Democratic Progressive Party (DPP) presidential candidate Tsai Ing-wen (蔡英文) yesterday outlined her housing policy platform, including proposing government management of private property rentals.
She was accompanied by several DPP local government heads, academics and policy advisers at a news conference in Taipei.
Tsai said that because many people are unable to buy their own homes after years or even decades of hard work, she has developed a housing policy, a housing-market management policy and a housing-industry policy to create a healthier environment and market.
Photo: George Tsorng, Taipei Times
In addition to previously announced plans to build a total of 200,000 social housing units, Tsai said the government should get involved in rental management for private owners.
“There may be some elderly home owners who would like to rent their properties, but are no longer able to do so [on their own]. The government could manage the properties on their behalf,” said Hua Ching-chun (花敬群), an associate professor at Takming University of Science and Technology, who works with the school’s real-estate investment and management program and heads a research team on housing policy.
A government management plan would serve as an alternative to building social housing complexes, because new construction can be very expensive, Hua said.
To attract homeowners to the program, the government would offer reductions in both property taxes and rental income taxes, as well as free basic repairs and maintenance, Hua said.
“We would ask social welfare organizations to have disadvantaged families rent these homes, and the rent would be the same as if renting a social housing unit,” Hua said.
As for Tsai’s proposal to build 200,000 social housing units within eight years, Hua said that building such complexes would require about 280 hectares of land and government properties would be used to reduce the cost of land purchases.
Between 10 and 15 percent of the construction costs would be covered by the local government, between 10 and 15 percent by the central government and between 70 and 80 percent by bank loans, which would be repaid from the rental income, the professor said.

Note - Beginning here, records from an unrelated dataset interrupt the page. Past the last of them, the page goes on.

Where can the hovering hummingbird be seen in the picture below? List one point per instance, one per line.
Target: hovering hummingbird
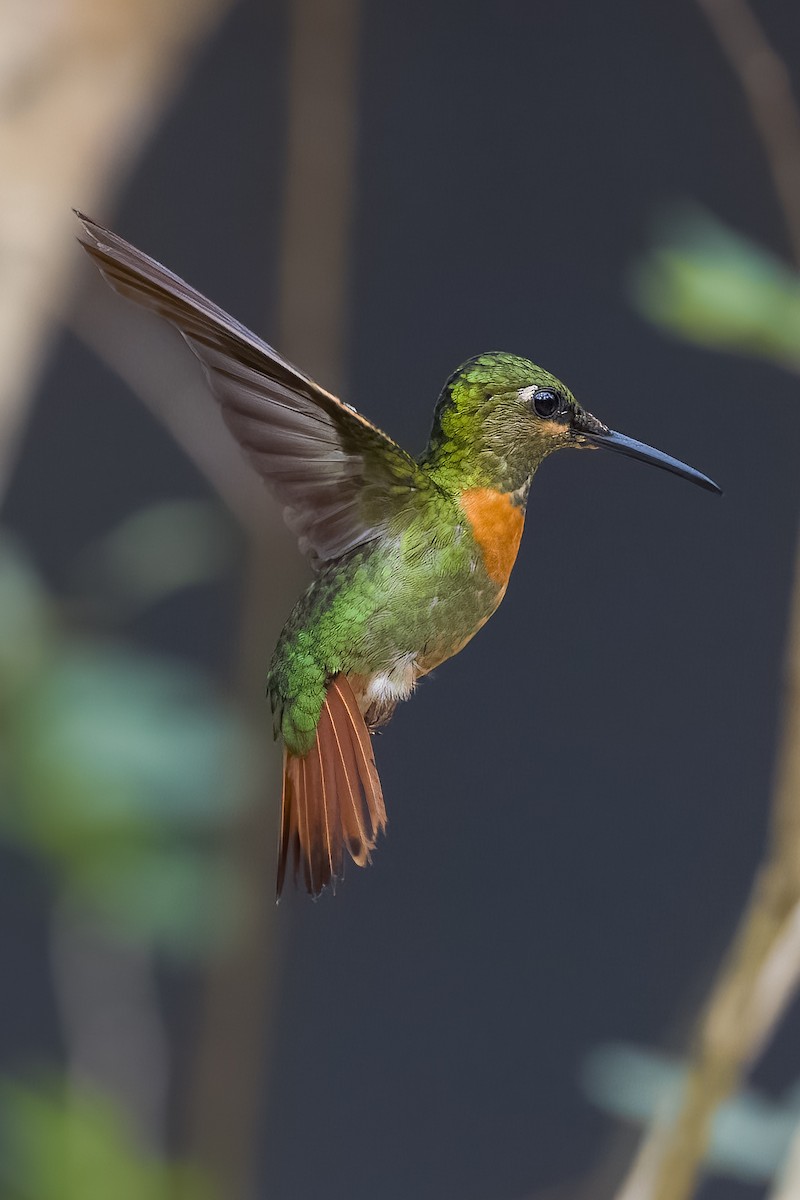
(411, 556)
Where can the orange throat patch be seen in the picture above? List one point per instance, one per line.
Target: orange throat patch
(495, 523)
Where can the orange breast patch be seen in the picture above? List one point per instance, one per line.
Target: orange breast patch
(495, 523)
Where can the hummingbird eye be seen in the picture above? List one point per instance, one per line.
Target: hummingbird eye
(546, 402)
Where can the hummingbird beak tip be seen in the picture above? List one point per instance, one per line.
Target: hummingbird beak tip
(621, 444)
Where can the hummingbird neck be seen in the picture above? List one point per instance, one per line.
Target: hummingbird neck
(457, 467)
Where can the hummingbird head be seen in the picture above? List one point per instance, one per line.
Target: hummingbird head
(499, 417)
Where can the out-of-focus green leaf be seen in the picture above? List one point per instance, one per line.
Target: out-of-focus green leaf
(717, 288)
(60, 1145)
(186, 900)
(160, 550)
(26, 623)
(122, 772)
(751, 1135)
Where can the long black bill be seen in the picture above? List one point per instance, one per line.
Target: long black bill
(620, 444)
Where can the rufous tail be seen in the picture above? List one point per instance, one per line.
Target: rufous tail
(332, 801)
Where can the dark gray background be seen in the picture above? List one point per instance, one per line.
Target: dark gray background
(577, 802)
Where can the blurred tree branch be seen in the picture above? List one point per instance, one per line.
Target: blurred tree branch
(768, 89)
(227, 1092)
(761, 972)
(82, 83)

“Our objective is to create a housing policy that fits the public’s needs, and an industry that would effectively develop domestic needs,” Tsai said. “Why are we so willing to tackle the housing issue? Because it is not about buying and selling of properties, or a simple issue of high housing prices, it shows how much the government values and would protect the public’s right to housing.”
“The housing policy of a nation cannot be just a real-estate policy,” Tsai said.